General Electric Company (Ticker Symbol: GE) released its second quarter earnings report that came in better than expected while raising its yearly guidance. The company reported an earnings per share beat of .17 cents per share vs. Wall Street analysts’ estimates of .12 cents per share. Additionally, General Electric reported a revenue beat of $28.83 billion vs. Wall Street analysts’ expectations of $28.68 billion. The American multinational conglomerate also raised its 2019 earnings forecast from .50 to .60 cents per share to .55 to .65 cents per share.
General Electric’s industrial free cash flow, one of the most closely watched metrics by investors, reported for the second quarter was negative one billion dollars, which was near the higher end of Wall Street analysts’ expectations. Industrial free cash flow shows the amount of money the company has left after paying for operating expenses and capital spending. General Electric raised its guidance for its 2019 industrial free cash flow from negative $2 billion-Flat ($0) to a range between negative $1 billion to $1 billion. The company stated that the cash flow for the quarter was helped by improvements in its power business.
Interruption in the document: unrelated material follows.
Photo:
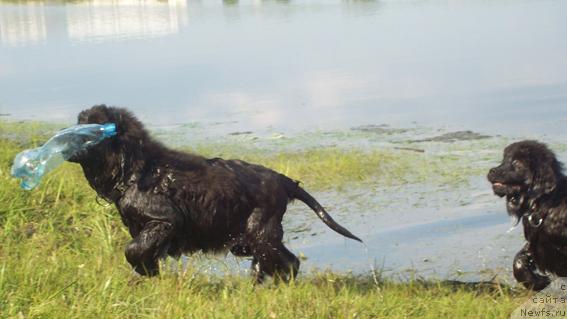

Above is a chart of General Electric stock over the past 20 months. The stock started off 2018 in a massive downtrend from the year prior. General Electric eventually found some support in the second quarter of 2018 around the $12.00 level while forming a descending triangle pattern over the next six months. In a descending triangle, the bottom part of the triangle appears flat and the top part of the triangle has a downward slant. Buyers come in at the lows and prices move higher up. Prices make a lower high, which brings in more sellers and prices retest the old lows. General Electric broke out of this pattern to the downside in November of 2019, led by a disappointing fourth quarter earnings report.
The stock broke out of that pattern and began to trade lower until finding support around the $6.50 price level. General Electric began to form a Double Bottom reversal pattern. A Double Bottom occurs when the price of an asset reaches a low price, has a small rally, then retests that low failing to break below it. The pattern is confirmed once it breaks above the high between the two prior lows. General Electric broke out of that pattern and began to rally nearly 40%. Since then, the stock has been trading within a horizontal channel between the prices of roughly $9.00 and $10.75.
(Chart above courtesy of www.tipranks.com)
Based on a survey of 11 analysts offering 12-month price targets, the average price target for General Electric’s stock is $10.56. According to that number, the stock is priced at a discount relative to Wall Street’s analysts and could be considered undervalued around current levels near $9.03.
Investors traditionally flocked to the American staple for its dividend but General Electric cut that dividend in October of 2018 from .12 cents per share quarterly to .01 cent per share. News came out today from Bernie Madoff whistleblower Harry Markopolos, following the conclusion of a 7-month investigation into General Electric’s financial and accounting statements, as he stated that, “General Electric is a bigger fraud than Enron.” This statement immediately sent the stock lower. Investors in the space should look to GE’s next earnings release on October 30th for fresh news within the company.